Wie die Pandemie technologisch auf Dauer das Bildungssystem verändern werde, darum ging es im zweiten Teil der Diskussion. Schulleiter Malik ist davon überzeugt, dass auch künftig hybride Methoden dominieren werden und es keine Rückkehr zum Status Quo von vor der Krise geben werde. Er verglich die digitale Transformation des Schulsystems mit der Bankenbranche. „Anfangs mussten wir uns an Onlinebanking gewöhnen, heute ist es selbstverständlich virtuell mit dem Smartphone zu bezahlen.“ Man müsse das Beste aus beiden Welten miteinander vereinen, indem man zum Beispiel die Basics online vermittelt und sich in der Schule oder an der Universität treffe, etwa für projektbasiertes Arbeiten in der Gemeinschaft. Diese Lösung gebe den Familien zudem die Flexibilität, mehr Zeit zusammen zu verbringen. Gleichzeitig steigt jedoch auch die Gefahr, dass private Unternehmen, die sich im Bildungssystem als Anbieter bereits etabliert haben oder etablieren wollen, verstärkt den öffentlichen Schulen mit ihren technologischen Produkten Konkurrenz machen.
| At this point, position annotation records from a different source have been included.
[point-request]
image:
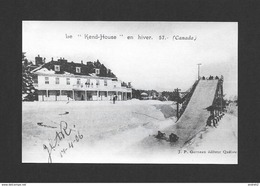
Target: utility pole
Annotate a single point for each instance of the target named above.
(199, 70)
(178, 97)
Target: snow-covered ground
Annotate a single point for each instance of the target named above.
(102, 132)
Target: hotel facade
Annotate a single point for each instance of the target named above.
(67, 81)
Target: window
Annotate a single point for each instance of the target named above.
(57, 80)
(97, 71)
(57, 68)
(87, 83)
(47, 80)
(68, 81)
(78, 81)
(78, 70)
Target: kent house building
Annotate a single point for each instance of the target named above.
(62, 80)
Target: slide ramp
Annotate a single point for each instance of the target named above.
(194, 118)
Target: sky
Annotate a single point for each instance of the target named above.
(162, 65)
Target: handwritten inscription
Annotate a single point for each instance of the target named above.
(139, 37)
(63, 133)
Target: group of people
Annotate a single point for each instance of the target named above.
(210, 78)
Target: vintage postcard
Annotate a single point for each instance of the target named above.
(129, 92)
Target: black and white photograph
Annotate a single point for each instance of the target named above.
(135, 92)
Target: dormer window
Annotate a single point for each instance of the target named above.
(97, 71)
(78, 70)
(57, 68)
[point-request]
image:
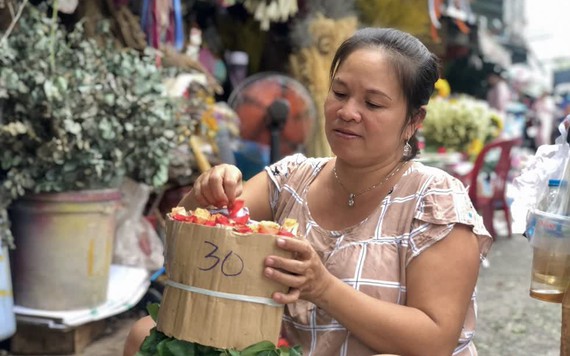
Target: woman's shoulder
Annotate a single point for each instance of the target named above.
(426, 178)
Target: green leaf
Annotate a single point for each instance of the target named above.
(150, 343)
(152, 310)
(181, 348)
(162, 348)
(255, 349)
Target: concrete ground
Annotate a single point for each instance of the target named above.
(510, 322)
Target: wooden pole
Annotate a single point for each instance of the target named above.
(565, 331)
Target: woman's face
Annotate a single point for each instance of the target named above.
(365, 109)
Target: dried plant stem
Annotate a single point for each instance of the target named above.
(13, 24)
(53, 28)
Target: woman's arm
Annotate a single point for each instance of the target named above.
(440, 283)
(222, 185)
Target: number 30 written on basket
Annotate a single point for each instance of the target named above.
(231, 265)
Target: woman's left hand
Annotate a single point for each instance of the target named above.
(305, 274)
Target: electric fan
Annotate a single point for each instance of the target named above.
(275, 110)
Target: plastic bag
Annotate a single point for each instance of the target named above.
(549, 162)
(137, 243)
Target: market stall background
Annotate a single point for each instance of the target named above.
(199, 53)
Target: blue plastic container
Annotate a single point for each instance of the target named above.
(251, 158)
In den Reaktionen von Schüler Hossain und Student Chopel kristallisierten sich allerdings schnell große Vorbehalte gegenüber dem hybriden Weg heraus. Sie favorisieren ganz klar das soziale Miteinander beim Lernen in der Schule oder an der Universität. Zudem erlebten sie, wie Mitschüler und Kommilitonen, die einst sehr gute Leistungen erbracht hätten, plötzlich zurückfielen, weil sie sich beim Lernen einsam fühlten, ihnen die Gemeinschaft fehlte und sie psychische Probleme bekamen. Google, YouTube und Wikipedia könnten keinen erfahrenen Lehrer ersetzen, ist Hossain überzeugt.
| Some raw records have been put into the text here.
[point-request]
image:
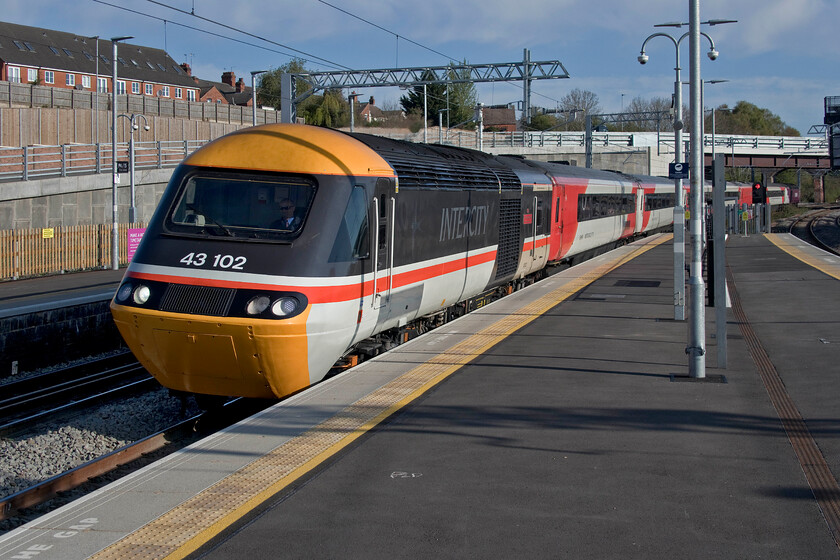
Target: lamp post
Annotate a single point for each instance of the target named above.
(679, 210)
(254, 74)
(696, 348)
(115, 234)
(132, 126)
(96, 94)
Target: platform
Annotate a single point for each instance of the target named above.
(31, 295)
(547, 424)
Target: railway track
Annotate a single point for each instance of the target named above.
(820, 228)
(32, 399)
(83, 478)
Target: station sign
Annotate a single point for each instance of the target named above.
(678, 171)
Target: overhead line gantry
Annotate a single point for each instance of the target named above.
(524, 71)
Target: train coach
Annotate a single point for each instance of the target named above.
(277, 249)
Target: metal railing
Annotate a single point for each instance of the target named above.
(37, 162)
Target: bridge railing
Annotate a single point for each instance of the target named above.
(38, 162)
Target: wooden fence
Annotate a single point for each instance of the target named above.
(38, 252)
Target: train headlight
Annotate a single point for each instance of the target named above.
(124, 292)
(257, 305)
(142, 294)
(285, 306)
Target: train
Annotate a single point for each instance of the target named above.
(277, 251)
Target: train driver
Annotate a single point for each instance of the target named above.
(288, 221)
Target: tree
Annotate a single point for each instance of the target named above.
(268, 90)
(579, 103)
(434, 97)
(746, 118)
(661, 105)
(330, 110)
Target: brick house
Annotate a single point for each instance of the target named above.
(65, 60)
(229, 91)
(500, 118)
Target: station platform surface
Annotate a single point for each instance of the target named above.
(554, 423)
(32, 295)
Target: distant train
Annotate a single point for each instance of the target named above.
(276, 250)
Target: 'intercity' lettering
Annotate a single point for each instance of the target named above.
(461, 221)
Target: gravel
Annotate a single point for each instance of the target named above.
(62, 444)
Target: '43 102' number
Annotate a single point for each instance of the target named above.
(217, 261)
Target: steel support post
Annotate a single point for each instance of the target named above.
(719, 235)
(697, 328)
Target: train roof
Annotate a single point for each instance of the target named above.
(435, 165)
(291, 148)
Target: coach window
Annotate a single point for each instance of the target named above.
(351, 241)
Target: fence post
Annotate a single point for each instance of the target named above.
(16, 267)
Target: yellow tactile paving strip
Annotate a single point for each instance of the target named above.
(790, 245)
(185, 528)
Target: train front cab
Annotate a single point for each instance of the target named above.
(241, 346)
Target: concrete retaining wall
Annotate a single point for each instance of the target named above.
(79, 200)
(47, 338)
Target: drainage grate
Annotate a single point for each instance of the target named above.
(638, 283)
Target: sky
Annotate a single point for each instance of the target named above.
(781, 55)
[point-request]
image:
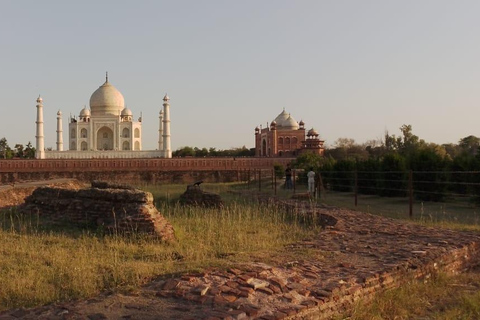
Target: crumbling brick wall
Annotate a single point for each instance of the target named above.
(115, 208)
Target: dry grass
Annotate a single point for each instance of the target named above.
(441, 298)
(40, 265)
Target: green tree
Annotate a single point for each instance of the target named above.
(19, 150)
(3, 147)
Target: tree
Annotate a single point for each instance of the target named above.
(19, 150)
(6, 152)
(469, 145)
(3, 147)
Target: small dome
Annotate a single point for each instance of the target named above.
(312, 132)
(127, 112)
(281, 117)
(106, 100)
(85, 112)
(290, 124)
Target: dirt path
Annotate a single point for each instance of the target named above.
(360, 255)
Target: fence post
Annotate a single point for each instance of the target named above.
(356, 188)
(293, 178)
(259, 180)
(410, 193)
(275, 182)
(272, 178)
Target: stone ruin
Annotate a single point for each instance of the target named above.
(195, 196)
(115, 208)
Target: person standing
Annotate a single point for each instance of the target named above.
(311, 181)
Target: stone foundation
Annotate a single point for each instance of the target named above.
(115, 208)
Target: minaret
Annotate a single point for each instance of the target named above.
(59, 131)
(166, 128)
(160, 131)
(40, 145)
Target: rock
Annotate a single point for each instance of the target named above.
(118, 210)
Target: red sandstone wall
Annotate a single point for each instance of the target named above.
(176, 164)
(178, 170)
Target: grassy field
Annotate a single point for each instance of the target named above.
(40, 265)
(441, 298)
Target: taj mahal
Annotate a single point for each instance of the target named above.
(106, 130)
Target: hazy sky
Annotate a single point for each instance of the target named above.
(347, 68)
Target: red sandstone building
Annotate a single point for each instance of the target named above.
(286, 137)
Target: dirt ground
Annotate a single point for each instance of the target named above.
(359, 255)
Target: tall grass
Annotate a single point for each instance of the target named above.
(442, 297)
(40, 265)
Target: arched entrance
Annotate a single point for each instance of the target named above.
(105, 139)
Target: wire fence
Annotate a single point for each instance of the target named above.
(445, 195)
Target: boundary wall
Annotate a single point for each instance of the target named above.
(175, 170)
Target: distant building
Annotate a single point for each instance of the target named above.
(106, 130)
(285, 137)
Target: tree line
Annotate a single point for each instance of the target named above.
(19, 151)
(382, 167)
(213, 152)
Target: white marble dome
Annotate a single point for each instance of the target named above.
(285, 121)
(106, 100)
(312, 132)
(84, 112)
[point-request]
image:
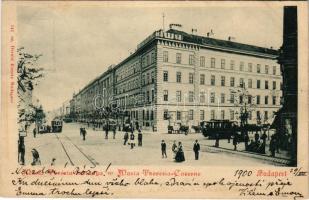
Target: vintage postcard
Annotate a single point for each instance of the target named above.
(134, 99)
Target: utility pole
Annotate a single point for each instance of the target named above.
(163, 16)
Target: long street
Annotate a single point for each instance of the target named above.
(68, 148)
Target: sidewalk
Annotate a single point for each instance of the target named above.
(281, 157)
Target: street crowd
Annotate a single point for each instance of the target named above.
(129, 139)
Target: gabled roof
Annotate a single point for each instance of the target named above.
(222, 43)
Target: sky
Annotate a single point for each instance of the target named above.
(79, 42)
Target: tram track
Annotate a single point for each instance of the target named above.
(74, 153)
Hat die Corona-Pandemie die Solidarität innerhalb des Bildungssystems gestärkt oder eher geschwächt, wollte Moderator Roshan Gandhi zum Abschluss des Panels von den Teilnehmern wissen. Trotz vieler Schwierigkeiten und technischer Hürden habe es einen starken Zusammenhalt von Lehrern, Schülern und deren Eltern gegeben, sagte Raheela Mahjabeen Kausar. Alle habe das gemeinsame Interesse an einer hochwertigen und vor allem kontinuierlichen Bildung geeint. Auf die Unterstützung der Eltern seien die Lehrer in dieser schwierigen Situation angewiesen gewesen und seien es noch. Aber viele hätten auch nicht die Möglichkeiten gehabt, weil ihnen zum Beispiel der Zugang zum Internet gefehlt habe.